Published 10:28 pm Tuesday, August 12, 2008

STANWOOD — As a foreign exchange student at Stanwood High School two years ago, Abdallah Khalifah was asked by classmates more than once if he was a terrorist.

The Palestinian teen didn’t get mad or recoil at their bluntness. Instead, Khalifah would offer an earnest smile and seize the chance to talk about his culture.

“Some of those kids became his friends,” said Robin Ringland, a Stanwood science teacher who had Khalifah in a chemistry class. “He has bridged the gap of ignorance between our people.”

By the time he returned to his Bethlehem home, now a city encased in walls, Khalifah had left a lasting impression on his teachers, fellow students and the Stanwood community. Now, they want to bring him back so he can study this fall at Everett Community College. They’re raising money and trying to help him secure his visa.

Many Stanwood and Camano Island families are pooling their money to help. St. Aidan’s Episcopal Church of Camano Island is serving as a financial sponsor to pay for tuition, books and health insurance. A Camano Island couple has opened their home for him to stay. And his former Stanwood High School classmates also are planning a benefit concert for Friday night to help pay for his travel expenses.

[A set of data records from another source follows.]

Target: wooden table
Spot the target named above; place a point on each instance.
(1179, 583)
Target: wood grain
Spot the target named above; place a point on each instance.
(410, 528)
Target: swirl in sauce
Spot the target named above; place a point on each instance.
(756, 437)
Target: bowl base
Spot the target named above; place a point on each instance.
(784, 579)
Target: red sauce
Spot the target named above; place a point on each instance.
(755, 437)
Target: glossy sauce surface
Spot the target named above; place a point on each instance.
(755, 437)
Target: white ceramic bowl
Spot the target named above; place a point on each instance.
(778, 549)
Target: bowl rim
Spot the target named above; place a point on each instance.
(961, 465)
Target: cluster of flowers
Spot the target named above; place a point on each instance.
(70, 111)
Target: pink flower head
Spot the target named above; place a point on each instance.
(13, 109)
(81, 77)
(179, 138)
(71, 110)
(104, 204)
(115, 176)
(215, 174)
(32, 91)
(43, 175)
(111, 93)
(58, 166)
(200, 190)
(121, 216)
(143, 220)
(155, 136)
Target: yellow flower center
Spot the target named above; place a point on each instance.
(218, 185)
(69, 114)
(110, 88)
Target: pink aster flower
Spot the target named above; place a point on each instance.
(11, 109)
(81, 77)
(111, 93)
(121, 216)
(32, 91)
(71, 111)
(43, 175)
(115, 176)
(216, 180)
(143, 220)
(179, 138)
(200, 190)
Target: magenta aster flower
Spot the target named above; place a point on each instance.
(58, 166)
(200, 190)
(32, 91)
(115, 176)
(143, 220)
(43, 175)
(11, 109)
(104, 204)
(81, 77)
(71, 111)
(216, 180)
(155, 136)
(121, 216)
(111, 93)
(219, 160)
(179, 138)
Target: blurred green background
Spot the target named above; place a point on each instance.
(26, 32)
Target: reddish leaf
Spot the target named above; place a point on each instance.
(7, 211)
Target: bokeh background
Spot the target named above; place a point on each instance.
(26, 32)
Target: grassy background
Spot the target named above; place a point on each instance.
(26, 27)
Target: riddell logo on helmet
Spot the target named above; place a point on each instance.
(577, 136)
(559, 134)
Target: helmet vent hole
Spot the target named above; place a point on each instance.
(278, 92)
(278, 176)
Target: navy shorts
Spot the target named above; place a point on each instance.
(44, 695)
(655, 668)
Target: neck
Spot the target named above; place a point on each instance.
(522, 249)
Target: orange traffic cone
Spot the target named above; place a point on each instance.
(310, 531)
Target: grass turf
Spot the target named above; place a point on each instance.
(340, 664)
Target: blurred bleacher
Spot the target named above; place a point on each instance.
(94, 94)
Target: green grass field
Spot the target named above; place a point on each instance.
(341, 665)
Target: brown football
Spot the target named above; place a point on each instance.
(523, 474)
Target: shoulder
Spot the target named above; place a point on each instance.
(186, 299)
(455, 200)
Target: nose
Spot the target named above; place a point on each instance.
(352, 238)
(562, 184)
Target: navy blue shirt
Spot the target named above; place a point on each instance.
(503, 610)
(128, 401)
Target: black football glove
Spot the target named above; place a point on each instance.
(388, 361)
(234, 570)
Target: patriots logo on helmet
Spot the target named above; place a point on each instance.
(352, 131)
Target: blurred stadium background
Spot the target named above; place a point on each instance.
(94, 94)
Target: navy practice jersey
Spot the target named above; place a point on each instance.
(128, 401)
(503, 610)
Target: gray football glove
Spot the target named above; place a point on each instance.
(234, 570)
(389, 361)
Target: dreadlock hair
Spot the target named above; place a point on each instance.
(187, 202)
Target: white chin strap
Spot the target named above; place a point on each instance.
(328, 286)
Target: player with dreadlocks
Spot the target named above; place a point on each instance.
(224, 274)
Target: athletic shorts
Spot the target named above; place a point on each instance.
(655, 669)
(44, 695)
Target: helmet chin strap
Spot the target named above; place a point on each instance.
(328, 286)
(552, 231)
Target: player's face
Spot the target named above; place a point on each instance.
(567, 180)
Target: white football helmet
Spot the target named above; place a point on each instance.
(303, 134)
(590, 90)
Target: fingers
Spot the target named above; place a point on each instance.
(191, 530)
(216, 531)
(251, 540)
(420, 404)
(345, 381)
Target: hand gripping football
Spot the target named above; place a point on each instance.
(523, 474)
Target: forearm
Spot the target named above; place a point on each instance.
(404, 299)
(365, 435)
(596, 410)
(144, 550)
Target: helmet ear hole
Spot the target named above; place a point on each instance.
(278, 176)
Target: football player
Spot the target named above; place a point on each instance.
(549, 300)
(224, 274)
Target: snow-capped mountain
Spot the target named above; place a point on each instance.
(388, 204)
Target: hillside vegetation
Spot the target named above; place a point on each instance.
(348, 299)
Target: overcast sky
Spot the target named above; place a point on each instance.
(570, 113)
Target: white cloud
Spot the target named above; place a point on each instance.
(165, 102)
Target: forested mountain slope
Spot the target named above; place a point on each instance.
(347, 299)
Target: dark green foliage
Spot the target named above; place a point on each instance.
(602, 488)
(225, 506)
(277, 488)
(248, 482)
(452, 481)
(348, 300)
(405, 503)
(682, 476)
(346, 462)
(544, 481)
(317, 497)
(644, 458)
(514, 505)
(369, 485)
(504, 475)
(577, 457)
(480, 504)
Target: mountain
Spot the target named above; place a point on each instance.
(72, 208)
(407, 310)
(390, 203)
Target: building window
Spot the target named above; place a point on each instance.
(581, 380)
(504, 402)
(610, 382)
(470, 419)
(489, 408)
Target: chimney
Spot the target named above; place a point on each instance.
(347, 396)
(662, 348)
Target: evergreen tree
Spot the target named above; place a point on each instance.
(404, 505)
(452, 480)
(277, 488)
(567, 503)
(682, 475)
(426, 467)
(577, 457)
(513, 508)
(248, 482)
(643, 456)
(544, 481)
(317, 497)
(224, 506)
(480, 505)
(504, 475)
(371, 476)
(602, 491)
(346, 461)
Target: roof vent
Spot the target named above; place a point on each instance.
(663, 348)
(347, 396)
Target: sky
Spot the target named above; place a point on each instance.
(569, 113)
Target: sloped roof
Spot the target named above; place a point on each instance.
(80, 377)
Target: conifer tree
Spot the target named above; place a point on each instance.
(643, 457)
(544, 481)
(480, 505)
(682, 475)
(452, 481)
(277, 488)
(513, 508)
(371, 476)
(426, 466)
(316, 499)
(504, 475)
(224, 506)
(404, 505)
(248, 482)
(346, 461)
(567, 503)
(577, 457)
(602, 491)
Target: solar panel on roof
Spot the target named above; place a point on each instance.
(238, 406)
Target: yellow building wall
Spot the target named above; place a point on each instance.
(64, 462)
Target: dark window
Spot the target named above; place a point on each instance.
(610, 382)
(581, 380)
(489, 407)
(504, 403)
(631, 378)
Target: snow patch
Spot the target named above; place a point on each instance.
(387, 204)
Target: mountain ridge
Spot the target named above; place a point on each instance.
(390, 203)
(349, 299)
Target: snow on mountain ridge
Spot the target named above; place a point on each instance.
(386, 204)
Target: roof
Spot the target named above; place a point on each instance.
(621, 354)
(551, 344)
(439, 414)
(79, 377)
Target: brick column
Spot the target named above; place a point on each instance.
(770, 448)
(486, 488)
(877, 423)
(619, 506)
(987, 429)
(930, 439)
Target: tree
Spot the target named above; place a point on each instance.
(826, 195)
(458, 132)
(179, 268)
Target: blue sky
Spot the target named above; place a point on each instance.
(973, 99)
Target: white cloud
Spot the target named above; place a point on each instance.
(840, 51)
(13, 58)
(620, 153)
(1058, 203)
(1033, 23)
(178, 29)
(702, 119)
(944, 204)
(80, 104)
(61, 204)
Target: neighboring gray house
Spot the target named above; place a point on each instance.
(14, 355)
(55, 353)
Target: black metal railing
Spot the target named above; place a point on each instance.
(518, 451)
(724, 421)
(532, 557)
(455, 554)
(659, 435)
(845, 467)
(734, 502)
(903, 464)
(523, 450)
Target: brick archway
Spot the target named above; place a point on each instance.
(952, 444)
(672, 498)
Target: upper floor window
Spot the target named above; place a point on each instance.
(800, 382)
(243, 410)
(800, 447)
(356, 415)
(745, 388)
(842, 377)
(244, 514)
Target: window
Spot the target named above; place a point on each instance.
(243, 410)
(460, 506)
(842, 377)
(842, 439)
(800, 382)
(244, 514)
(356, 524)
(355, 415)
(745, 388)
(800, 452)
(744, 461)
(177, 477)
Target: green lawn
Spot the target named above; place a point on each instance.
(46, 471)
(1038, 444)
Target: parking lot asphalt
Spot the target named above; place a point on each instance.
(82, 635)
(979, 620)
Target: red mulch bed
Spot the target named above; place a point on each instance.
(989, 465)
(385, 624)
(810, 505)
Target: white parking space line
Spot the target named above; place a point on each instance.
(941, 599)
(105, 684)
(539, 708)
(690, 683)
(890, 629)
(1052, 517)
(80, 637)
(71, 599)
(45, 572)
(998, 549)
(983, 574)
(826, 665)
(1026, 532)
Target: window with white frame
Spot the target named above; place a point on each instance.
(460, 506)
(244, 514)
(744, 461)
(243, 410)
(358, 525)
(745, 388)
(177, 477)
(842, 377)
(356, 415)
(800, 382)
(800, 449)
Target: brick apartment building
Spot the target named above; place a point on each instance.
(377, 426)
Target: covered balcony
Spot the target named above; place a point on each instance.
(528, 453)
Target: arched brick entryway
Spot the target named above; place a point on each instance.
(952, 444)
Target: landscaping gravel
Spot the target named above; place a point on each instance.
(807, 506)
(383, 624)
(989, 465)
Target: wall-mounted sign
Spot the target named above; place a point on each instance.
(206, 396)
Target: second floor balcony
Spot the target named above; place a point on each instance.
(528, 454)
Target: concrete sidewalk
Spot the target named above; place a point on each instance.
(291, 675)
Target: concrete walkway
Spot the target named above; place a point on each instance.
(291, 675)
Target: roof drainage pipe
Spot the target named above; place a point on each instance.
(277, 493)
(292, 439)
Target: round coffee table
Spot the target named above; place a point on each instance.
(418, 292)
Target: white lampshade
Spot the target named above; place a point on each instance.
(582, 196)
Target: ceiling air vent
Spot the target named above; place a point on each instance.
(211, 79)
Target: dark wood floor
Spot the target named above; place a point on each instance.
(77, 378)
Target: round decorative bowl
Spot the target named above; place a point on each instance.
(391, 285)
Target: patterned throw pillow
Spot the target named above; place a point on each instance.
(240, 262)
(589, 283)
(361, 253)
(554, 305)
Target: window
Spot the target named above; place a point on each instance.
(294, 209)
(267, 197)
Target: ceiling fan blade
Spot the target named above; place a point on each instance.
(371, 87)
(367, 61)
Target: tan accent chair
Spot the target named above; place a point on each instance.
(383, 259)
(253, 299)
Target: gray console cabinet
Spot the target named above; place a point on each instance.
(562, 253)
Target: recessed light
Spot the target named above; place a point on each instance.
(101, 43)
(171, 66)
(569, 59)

“We know that he comes from a troubled part of our world but he has shown us that he is a person who simply wants a future,” Ringland said.

Khalifah, 18, a math and science whiz, arrived at Stanwood High School wanting to become an engineer, but left with dreams of studying political science and international law to use for humanitarian causes. He calls his year in Stanwood “the greatest event that ever happened to me” and said in a letter to friends that “it has opened my eyes toward the world. I started to look beyond the horizon.”

At Stanwood, Khalifah taught classmates to write their names in Arabic script and handed out candy to teachers and friends after he finished his Ramadan fast. He shared pictures from his homeland and he tirelessly tried to convince others that people from divergent belief systems can get along.

Kevin Cooper, 18, an incoming freshman at Western Washington University, quickly befriended Khalifah in the fall of 2006.

“I went up to introduce myself,” Cooper said. “He obviously didn’t look like he went to Stanwood.”

That year they shared deep conversations about international politics in between bowling with friends and hanging out.

Cooper said he has helped on fundraisers in the past but “not with as much passion as I have for this.”

Nikki Macgregor, who will begin studying business at the University of Washington in the fall, met Khalifah in chemistry class at Stanwood High. He was “super smart” and always willing to help others, she said.

Macgregor wrote Khalifah about local efforts to raise money to help pay for his return. She was struck by how much he appreciated their efforts.

“He was really excited and said ‘thank you’ about 50 times,” she said.

Khalifah, a Muslim, graduated third in his class at Christian High School in Bethlehem last spring, just months after his father died. A wall surrounding the historic city was finished the year Khalifah was studying abroad. It is one more concrete example of tensions in the longstanding Israeli and Palestinian conflict.

If anything, the wall has galvanized his resolve to continue his education, a pursuit he can’t afford on his own, his friends say.

Ringland hopes her community can begin to make that possible.

“Here we are on Camano Island and in Stanwood and we worry about whether we are going to have sun or not,” she said. “And here he is in a part of the world where there is so much tension. When we got to know him as a person, we experienced the walls of ignorance crumble and he brought that to us with such grace.”